Pertama, rumah subsidi ini hanya bisa dimiliki oleh pekerja dengan pendapatan pokok (gaji pokok) di bawah 4 juta rupiah. Kedua, pepatah "ada harga ada rupa" berlaku di sini. Pasalnya dari beberapa ulasan yang saya baca, permasalahan utamanya adalah unsur kerapian rumah hasil bangunan pengembang.
Ketiga, tidak boleh memilih sembarang developer, harus yang sudah berpengalaman membangun rumah subsidi. Keempat, aturan-aturan yang cukup ribet untuk diikuti. Poin ini saya maklumi karena pastinya agar program ini tepat sasaran. Ada poin-poin lainnya yang terlalu panjang untuk saya tulis.
Tapi syarat yang paling utama sebenarnya adalah pendapatan pokok tidak boleh lebih dari 4 juta rupiah dan tidak boleh dalam kondisi tengah mencicil rumah di lokasi lainnya. Kedua syarat utama ini jelas bisa saya penuhi, hehe. Wong gaji pokok saya malah jauh di bawah UMR Jakarta dan ini rumah pertama saya kok. *Malah tjurhat*
Setelah meneguhkan hati untuk ikut dalam program rumah subsidi ini, langkah kedua yang saya lakukan adalah mencari lokasi dan pengembang yang terpercaya.

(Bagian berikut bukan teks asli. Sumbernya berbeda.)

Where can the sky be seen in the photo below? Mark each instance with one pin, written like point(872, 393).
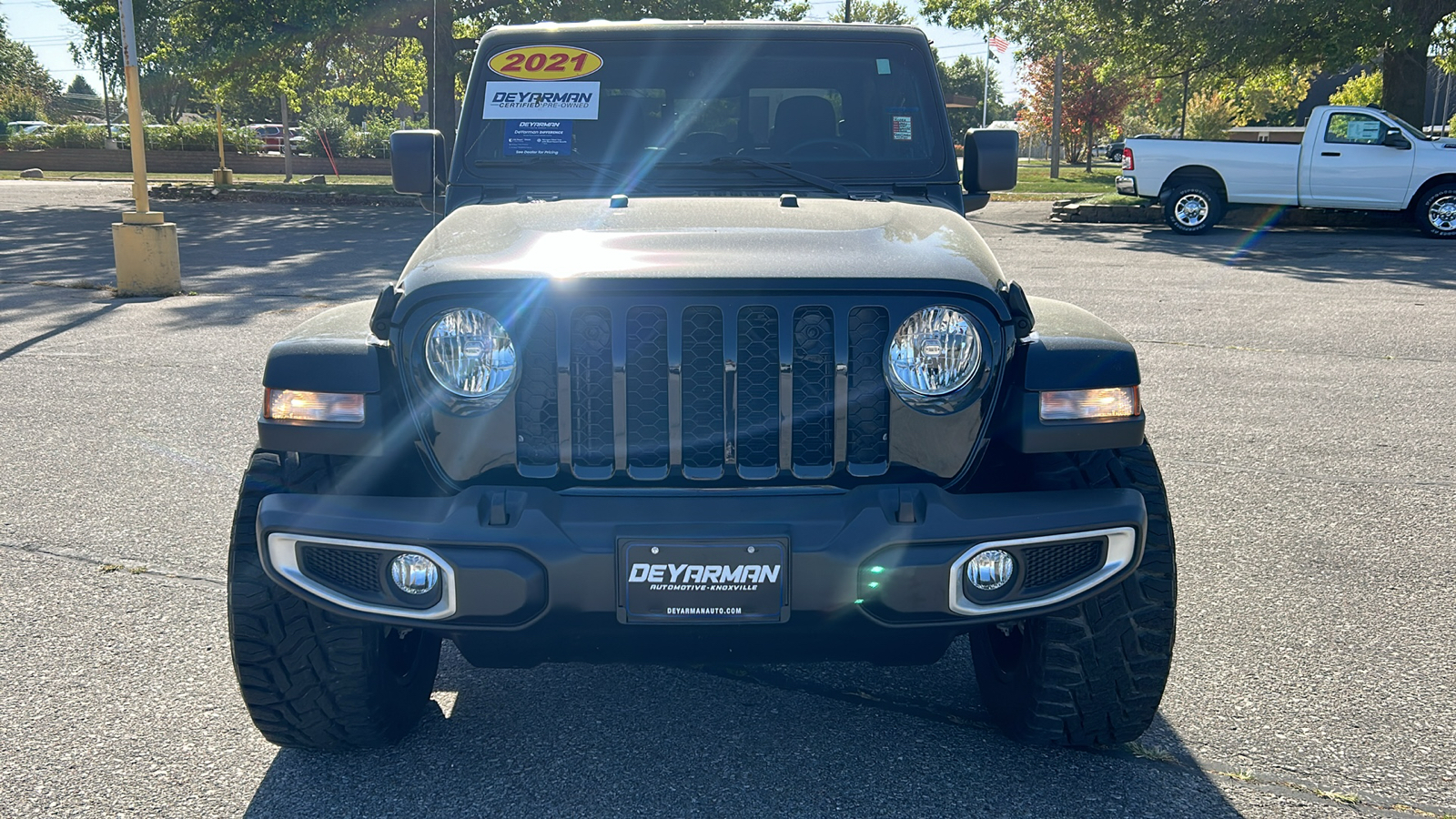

Namanya rumah subsidi, lokasinya pasti agak terpencil dan tidak berdekatan dengan kota besar. Pada Januari lalu saya sempat datang ke pameran properti di JCC. Saya kumpulkan brosur-brosur rumah subsidi dan memang semua rumah subsidi itu lokasinya cukup jauh dari kota. Ini sempat membuat saya ragu sebenarnya. "Percuma murah, kalo jauh dari peradaban," pikir saya waktu itu.
Dari beberapa brosur yang saya kumpulkan ada beberapa lokasi tempat para pengembang membuat rumah subsidi ini. Awalnya saya tertarik dengan salah satu pengembang di daerah Pondok Afi, Bekasi.Â
Embel-embel "Bekasi" ini yang membuat saya tertarik awalnya. Saya kira lokasinya dekat dengan kota, tapi setelah tanya sana-sini ternyata aksesnya cukup bikin amsyong. Ditambah dengan unit yang belum readyalias kita masih mesti menunggu rumah tersebut berdiri.
"Sudah jauh, rumahnya belum tentu jadi pula," itu pikir saya. Memang, jika ingin membeli rumah subsidi kita harus pintar memilih developer. Ada beberapa kasus di mana karena developer kekurangan modal akhirnya proyeknya mangkrak dan ujung-ujungnya didemo oleh pembeli yang sudah terlanjur memberi dp. Ngeri bukan? Makanya harus teliti.
Lanjut...
Pilihan kedua jatuh pada pengembang dengan lokasi di Bojong Gede, Bogor. Dari awal rencana saya memang ingin membeli rumah di Bogor daerah Bojong Gede atau Cilebut. Saya pikir lokasi pengembang tersebut dekat dengan stasiun, tapi ternyata tidak. Saya sempat survei ke lokasi dan ternyata jauhnya naudzubillah.
Memang sih, keunggulannya perumahan dari developer ini sudah ready stock. Jadi kita tidak perlu was-was. Tapi jaraknya itu terlalu jauh dengan stasiun. Ditambah dengan adanya sutet dekat perumahan tersebut. Batal lah saya ambil rumah ini.